The Current Quarterback Situation, From A to Z

The Current Quarterback Situation, From A to Z

When the Eagles finally signed Trent Edwards last Thursday after a month-long courtship, there was a sense the depth chart had crystallized at the quarterback position. Edwards would battle third-year signal caller Mike Kafka for the back-up job behind an injury-prone Michael Vick, while Vince Young is allowed to depart a free agent, his services no longer required.

Then on Friday, the Eagles interviewed Robert Griffin III at the NFL Scouting Combine, and the whole town went crazy. Could the team move up in April's draft to select a Heisman Trophy-winning QB? Are they serious about bringing another arm into the mix?
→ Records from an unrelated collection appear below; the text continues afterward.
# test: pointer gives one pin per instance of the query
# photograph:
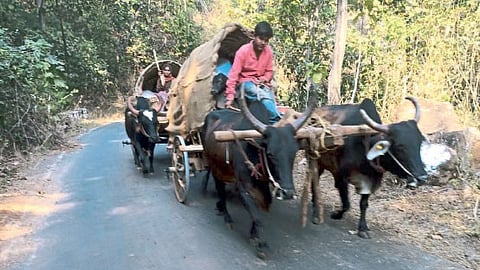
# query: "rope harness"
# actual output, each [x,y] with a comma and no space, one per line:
[377,166]
[261,166]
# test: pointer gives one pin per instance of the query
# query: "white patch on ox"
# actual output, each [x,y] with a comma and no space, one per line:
[362,183]
[433,155]
[148,114]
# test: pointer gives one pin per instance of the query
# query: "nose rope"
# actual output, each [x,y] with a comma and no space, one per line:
[276,185]
[399,164]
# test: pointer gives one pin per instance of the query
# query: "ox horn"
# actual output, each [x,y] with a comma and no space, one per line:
[373,124]
[130,106]
[418,112]
[257,124]
[312,104]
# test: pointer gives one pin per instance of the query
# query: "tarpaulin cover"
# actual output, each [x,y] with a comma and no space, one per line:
[190,98]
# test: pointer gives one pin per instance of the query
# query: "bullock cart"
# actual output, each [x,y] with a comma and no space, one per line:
[191,100]
[146,83]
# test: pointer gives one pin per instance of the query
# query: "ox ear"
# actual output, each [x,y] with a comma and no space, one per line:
[378,149]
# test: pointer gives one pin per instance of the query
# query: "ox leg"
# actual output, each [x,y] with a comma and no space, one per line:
[205,182]
[317,207]
[362,225]
[150,159]
[251,207]
[222,203]
[342,186]
[140,155]
[135,155]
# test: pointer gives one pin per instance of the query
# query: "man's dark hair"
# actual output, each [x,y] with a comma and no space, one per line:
[263,29]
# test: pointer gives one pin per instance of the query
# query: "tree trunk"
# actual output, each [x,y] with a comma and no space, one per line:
[41,14]
[335,76]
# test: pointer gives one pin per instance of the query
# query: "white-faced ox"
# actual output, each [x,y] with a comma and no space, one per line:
[362,160]
[142,130]
[248,163]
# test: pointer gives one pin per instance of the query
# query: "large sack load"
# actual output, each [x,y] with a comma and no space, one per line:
[190,98]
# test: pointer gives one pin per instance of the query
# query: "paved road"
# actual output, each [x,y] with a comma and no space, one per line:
[122,220]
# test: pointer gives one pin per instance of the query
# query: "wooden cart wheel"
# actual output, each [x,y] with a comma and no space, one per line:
[180,170]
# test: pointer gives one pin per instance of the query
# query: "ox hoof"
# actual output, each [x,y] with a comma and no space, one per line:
[337,215]
[260,247]
[364,234]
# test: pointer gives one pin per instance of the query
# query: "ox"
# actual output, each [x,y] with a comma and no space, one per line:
[248,163]
[361,160]
[141,127]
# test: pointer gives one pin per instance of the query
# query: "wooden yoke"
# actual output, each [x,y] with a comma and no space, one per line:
[334,136]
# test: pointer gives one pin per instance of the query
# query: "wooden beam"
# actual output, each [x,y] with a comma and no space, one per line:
[332,131]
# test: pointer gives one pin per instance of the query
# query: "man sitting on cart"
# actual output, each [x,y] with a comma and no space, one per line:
[164,84]
[253,67]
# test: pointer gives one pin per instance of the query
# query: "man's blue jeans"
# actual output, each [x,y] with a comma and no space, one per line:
[263,94]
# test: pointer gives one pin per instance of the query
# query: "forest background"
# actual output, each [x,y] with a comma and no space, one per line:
[60,55]
[57,56]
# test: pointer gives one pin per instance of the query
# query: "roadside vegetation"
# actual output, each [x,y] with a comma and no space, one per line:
[58,56]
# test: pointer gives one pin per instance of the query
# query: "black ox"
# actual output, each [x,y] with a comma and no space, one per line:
[362,160]
[142,129]
[248,164]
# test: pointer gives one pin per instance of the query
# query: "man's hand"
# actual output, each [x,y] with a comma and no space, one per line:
[228,104]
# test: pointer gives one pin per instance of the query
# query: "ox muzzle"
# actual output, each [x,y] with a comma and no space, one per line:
[285,194]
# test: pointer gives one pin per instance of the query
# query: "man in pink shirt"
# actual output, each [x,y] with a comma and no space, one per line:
[253,66]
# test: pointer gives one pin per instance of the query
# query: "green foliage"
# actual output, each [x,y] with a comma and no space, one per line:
[32,86]
[82,51]
[425,49]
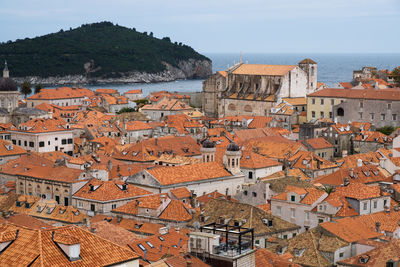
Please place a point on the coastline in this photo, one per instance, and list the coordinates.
(190, 69)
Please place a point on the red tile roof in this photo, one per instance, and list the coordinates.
(318, 143)
(383, 94)
(39, 247)
(61, 93)
(189, 173)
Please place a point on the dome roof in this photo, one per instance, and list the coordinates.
(208, 144)
(7, 84)
(233, 147)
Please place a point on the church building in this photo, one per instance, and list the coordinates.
(252, 89)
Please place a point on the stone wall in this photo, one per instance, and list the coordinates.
(189, 69)
(378, 112)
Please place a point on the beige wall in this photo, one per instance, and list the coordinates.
(319, 107)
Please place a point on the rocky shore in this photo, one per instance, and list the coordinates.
(188, 69)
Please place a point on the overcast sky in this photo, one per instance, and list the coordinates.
(250, 26)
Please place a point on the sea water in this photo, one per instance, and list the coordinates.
(331, 68)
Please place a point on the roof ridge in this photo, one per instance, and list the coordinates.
(315, 247)
(40, 247)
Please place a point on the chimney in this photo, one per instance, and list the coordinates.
(88, 224)
(378, 227)
(70, 245)
(359, 162)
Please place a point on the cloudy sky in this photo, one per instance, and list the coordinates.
(251, 26)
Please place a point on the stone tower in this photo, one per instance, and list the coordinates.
(208, 151)
(6, 73)
(309, 66)
(232, 158)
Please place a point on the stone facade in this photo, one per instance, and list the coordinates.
(212, 89)
(379, 113)
(250, 89)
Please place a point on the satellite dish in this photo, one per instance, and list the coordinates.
(196, 225)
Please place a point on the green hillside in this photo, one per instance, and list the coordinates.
(113, 49)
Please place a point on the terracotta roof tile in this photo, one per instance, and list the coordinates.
(383, 94)
(318, 143)
(61, 93)
(187, 173)
(168, 104)
(109, 190)
(348, 231)
(134, 91)
(37, 248)
(260, 69)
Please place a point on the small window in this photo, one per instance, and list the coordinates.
(150, 244)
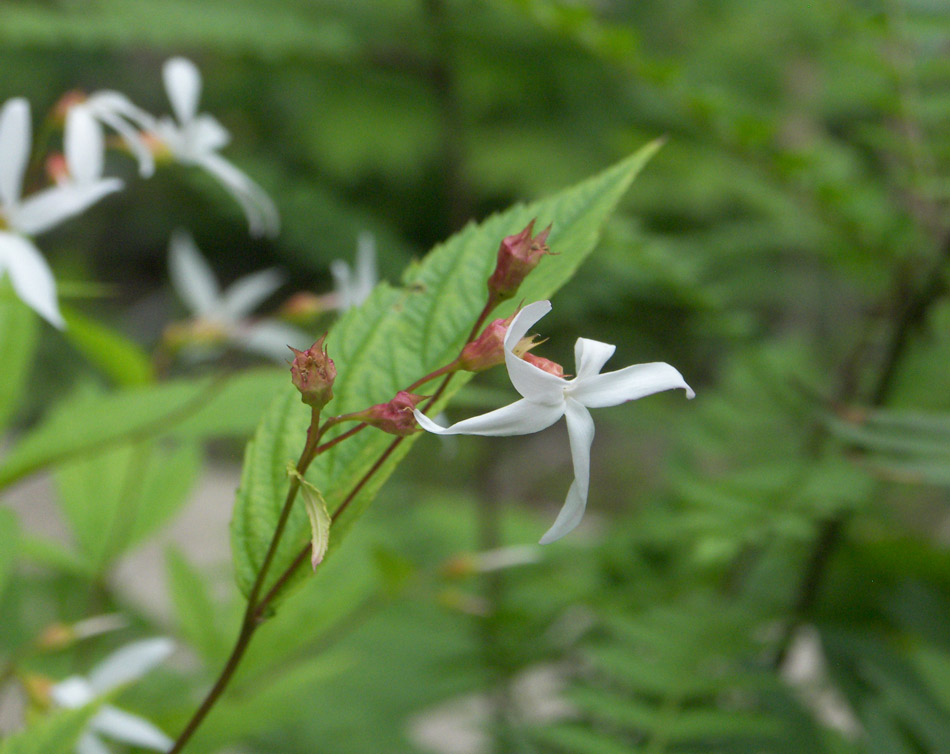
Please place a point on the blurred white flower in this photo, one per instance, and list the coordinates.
(194, 138)
(353, 286)
(114, 110)
(23, 217)
(122, 667)
(223, 316)
(547, 397)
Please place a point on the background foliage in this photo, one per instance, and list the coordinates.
(764, 569)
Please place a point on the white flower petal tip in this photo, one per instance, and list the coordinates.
(547, 397)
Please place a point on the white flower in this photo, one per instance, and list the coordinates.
(123, 666)
(116, 111)
(224, 314)
(195, 138)
(546, 398)
(353, 286)
(20, 218)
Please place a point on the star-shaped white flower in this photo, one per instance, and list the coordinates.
(547, 397)
(194, 139)
(226, 314)
(122, 667)
(23, 217)
(116, 111)
(353, 286)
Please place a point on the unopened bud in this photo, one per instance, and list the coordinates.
(552, 367)
(394, 417)
(488, 349)
(313, 372)
(517, 256)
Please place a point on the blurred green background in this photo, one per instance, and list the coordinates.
(786, 250)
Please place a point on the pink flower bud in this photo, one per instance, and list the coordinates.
(517, 256)
(488, 349)
(547, 365)
(313, 372)
(394, 417)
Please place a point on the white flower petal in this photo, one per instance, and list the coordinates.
(89, 743)
(31, 277)
(519, 418)
(130, 729)
(72, 692)
(261, 213)
(48, 208)
(245, 294)
(191, 275)
(183, 85)
(637, 381)
(590, 357)
(580, 430)
(15, 139)
(129, 663)
(83, 144)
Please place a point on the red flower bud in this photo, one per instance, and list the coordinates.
(517, 256)
(313, 372)
(394, 417)
(488, 349)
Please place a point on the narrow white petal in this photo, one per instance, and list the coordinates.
(31, 277)
(48, 208)
(262, 216)
(89, 743)
(191, 275)
(590, 357)
(524, 321)
(343, 284)
(245, 294)
(129, 663)
(72, 692)
(15, 139)
(130, 729)
(270, 339)
(519, 418)
(637, 381)
(183, 85)
(580, 430)
(84, 144)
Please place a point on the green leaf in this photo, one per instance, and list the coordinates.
(187, 409)
(18, 334)
(397, 336)
(9, 538)
(198, 616)
(58, 732)
(122, 360)
(117, 498)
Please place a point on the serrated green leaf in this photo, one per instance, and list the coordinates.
(122, 360)
(187, 409)
(18, 335)
(58, 732)
(397, 336)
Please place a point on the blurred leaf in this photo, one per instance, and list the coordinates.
(118, 497)
(186, 409)
(197, 615)
(57, 732)
(122, 360)
(384, 345)
(18, 337)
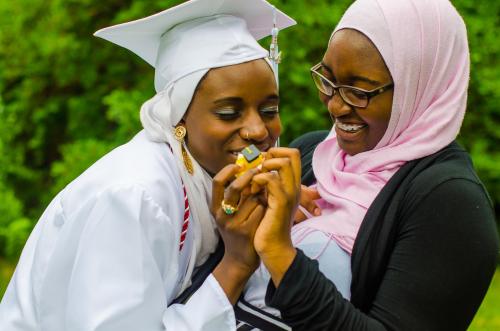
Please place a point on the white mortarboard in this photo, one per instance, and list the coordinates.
(198, 35)
(182, 44)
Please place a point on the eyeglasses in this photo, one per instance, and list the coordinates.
(353, 96)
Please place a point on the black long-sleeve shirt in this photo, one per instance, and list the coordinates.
(423, 258)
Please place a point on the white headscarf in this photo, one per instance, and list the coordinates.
(185, 55)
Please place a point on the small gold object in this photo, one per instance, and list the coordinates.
(180, 133)
(227, 208)
(250, 157)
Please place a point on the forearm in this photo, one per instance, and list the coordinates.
(232, 277)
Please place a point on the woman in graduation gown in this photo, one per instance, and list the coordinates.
(399, 196)
(115, 247)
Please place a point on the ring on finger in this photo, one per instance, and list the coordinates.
(227, 208)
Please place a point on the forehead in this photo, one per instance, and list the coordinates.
(352, 53)
(240, 80)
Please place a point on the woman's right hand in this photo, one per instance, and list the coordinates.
(281, 181)
(237, 230)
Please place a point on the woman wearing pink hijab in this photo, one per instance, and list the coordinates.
(399, 196)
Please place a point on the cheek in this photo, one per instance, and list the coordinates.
(274, 127)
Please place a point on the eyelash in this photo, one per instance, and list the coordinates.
(231, 114)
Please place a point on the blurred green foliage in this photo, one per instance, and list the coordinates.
(66, 98)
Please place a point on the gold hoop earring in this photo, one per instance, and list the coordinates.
(179, 134)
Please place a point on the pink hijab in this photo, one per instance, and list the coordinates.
(424, 44)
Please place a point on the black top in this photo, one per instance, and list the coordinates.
(423, 258)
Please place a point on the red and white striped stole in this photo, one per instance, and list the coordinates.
(185, 223)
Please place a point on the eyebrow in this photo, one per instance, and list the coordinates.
(272, 97)
(354, 78)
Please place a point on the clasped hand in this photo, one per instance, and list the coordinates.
(266, 201)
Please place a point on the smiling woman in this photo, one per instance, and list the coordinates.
(361, 130)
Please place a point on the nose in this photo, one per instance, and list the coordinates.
(337, 107)
(254, 128)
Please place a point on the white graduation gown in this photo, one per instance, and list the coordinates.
(105, 256)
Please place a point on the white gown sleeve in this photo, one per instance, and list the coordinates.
(125, 272)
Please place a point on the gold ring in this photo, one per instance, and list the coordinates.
(227, 208)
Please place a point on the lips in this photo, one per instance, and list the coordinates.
(349, 127)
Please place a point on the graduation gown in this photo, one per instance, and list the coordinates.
(105, 254)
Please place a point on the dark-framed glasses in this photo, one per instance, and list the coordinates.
(353, 96)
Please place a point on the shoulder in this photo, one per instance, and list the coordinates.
(140, 170)
(449, 171)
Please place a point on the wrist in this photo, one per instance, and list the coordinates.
(278, 261)
(232, 277)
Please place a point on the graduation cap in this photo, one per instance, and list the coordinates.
(198, 35)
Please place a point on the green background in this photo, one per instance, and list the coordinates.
(67, 98)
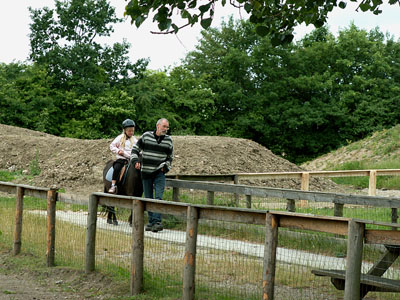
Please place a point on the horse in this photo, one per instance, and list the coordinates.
(130, 185)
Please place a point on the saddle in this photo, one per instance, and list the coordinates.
(122, 174)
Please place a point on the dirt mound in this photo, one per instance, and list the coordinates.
(77, 165)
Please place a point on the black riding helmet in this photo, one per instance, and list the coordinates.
(128, 123)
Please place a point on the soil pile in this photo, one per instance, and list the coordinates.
(76, 165)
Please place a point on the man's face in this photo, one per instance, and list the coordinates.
(162, 128)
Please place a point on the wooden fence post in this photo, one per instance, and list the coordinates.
(338, 209)
(18, 220)
(248, 201)
(175, 194)
(395, 216)
(305, 186)
(210, 198)
(236, 181)
(136, 285)
(271, 244)
(190, 253)
(91, 234)
(354, 260)
(372, 183)
(290, 205)
(51, 226)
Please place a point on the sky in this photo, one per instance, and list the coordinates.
(167, 50)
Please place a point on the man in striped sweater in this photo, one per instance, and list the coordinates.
(157, 152)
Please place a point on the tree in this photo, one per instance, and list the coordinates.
(65, 41)
(274, 17)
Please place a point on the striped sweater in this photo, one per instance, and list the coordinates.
(157, 152)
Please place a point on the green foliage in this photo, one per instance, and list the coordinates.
(274, 18)
(65, 41)
(300, 100)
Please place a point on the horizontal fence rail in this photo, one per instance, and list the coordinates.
(272, 220)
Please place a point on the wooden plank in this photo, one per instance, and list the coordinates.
(51, 226)
(269, 261)
(189, 270)
(175, 194)
(137, 269)
(381, 284)
(7, 187)
(210, 198)
(250, 217)
(380, 267)
(248, 201)
(375, 236)
(90, 254)
(73, 199)
(18, 220)
(354, 260)
(372, 183)
(315, 224)
(264, 192)
(36, 193)
(216, 177)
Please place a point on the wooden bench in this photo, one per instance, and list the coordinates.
(372, 281)
(369, 283)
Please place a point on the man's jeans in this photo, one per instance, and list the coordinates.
(155, 184)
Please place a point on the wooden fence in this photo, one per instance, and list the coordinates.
(303, 176)
(272, 220)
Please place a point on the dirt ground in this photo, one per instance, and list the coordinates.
(76, 165)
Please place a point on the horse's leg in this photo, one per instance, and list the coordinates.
(110, 214)
(130, 219)
(115, 222)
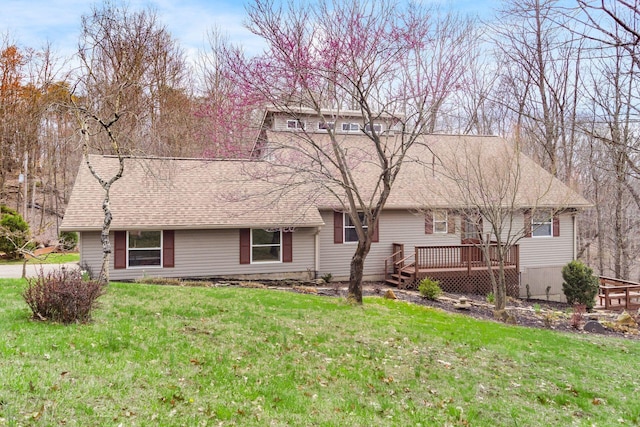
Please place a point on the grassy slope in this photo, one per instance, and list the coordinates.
(53, 258)
(185, 356)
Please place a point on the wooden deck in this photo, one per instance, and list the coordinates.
(618, 294)
(404, 270)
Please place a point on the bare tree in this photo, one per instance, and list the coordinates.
(500, 194)
(382, 60)
(540, 64)
(126, 69)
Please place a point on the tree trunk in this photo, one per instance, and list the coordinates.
(357, 270)
(104, 239)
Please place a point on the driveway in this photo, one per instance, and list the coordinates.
(14, 271)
Isn't Andy Reid already pot committed to Vick, especially now that the organization is feeling a renewed sense of urgency? So many questions.

Presumably, VY is still out of the equation -- perhaps he would be a better fit on the hardwood, surrounded by Chuck and MJ. As for everyone else, and their relationships with the Birds: all bets are off.

Simply interviewing an exceptional prospect does not necessarily mean the front office intends to take that player, obviously. However, whatever the Eagles' level of interest in RG3, the sheer knowledge of their meeting may have changed everything. After the jump, we review the depth chart as it stands currently, and the impact this shocking development holds for the future under center.

3. TRENT EDWARDS
Let's start with something that should have been evident right away. The addition of Trent Edwards did not automatically conclude the club's business with quarterbacks.

Chosen by the Bills out of Stanford in the third round of the '07 Draft, like many that came before him, Edwards could not single-handedly turn around that moribund franchise. He flashed some potential, but Buffalo's front office, in a seemingly constant state of flux, waived Edwards in the midst of his fourth season after he surrendered the starting job to Ryan Fitzpatrick. Edwards spent the rest of the season with Jacksonville, then the following summer in Oakland's training camp. He didn't make the final roster, and spent a year out of football.

Key phrase here: spent a year out of football. There are a lot of things to like about a low-risk signing like Edwards. He's 28, has prototypical NFL size (6-4, 231), and went to a good school. He started 32 games for the Bills, amassing a 14-18 record, 60.9% completion percentage, and tossing 25 touchdowns to 27 interceptions -- not great, but respectable considering the situation.

Edwards strikes me as a player who suffered from inconsistent development in an ever-changing environment. In fact, the only thing that hasn't changed in Buffalo recently is the last time they made the playoffs. He isn't known for his arm strength, but Edwards is an intelligent guy, and given Reid's ability to turn a QB's fortunes, it makes for a nice off-season project for the Birds.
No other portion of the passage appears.